Invariance frees psamp from specifying the order and allows different
vendors to implement the selectors in different way w/o affecting the
results.
that's exactly the point: it seems that "the results" for you means
"the resulting selected sample". With my comment above, I was saying
that "the results" should be on the contrary
"1) the size of the selected sample" and
2) the results you derive from the analysis of the selected sample".

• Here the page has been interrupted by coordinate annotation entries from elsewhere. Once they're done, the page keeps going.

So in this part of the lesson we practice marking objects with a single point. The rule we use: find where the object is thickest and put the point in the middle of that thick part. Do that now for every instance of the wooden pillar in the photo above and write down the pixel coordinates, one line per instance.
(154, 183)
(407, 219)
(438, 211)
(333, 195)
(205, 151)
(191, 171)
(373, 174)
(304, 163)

I wish the results as you define them were all that mattered. But in
a world of multi-vendor interoperability. It so much easier to verify
that the report streams coming from two different vendor's boxes are
identical between different vender's boxes than the final analysis
being similar. Indeed, vendor differentiation may well be in the
report analysis.
How realistic is it that two separate devices, see the exact traffic, and
had their psamp module initialized at exactly the same time? It seems to
me that this can happen only if they are on the same link, or if the link
is lossy, on the same end of the same link (and at least one of them has
to be passive then).
Note that it's not only a terminology issue. If we require that varying
the selector ordering (which is something that we may desire to ease
implementations) we get the same selected sample, then we have to
exclude the whole "third group" of samplers you outlined in your
previous e-mail, i.e. random samplers and samplers based on packet
position. To this last category belongs e.g. the simple 1 out of N
sampler implemented by decrementing a counter, which is the simplest
we can think of. Do we want to exclude it?
I realize it's a radical approach. But, *if* the functionality (by your
definition of results) of the "third group" of random selectors can be
provided by deterministic hash functions on the packet header...
then yes, I'm suggesting the psamp standard exclude the "third group"
Trading generality for debugability seems like a good tradeoff to me.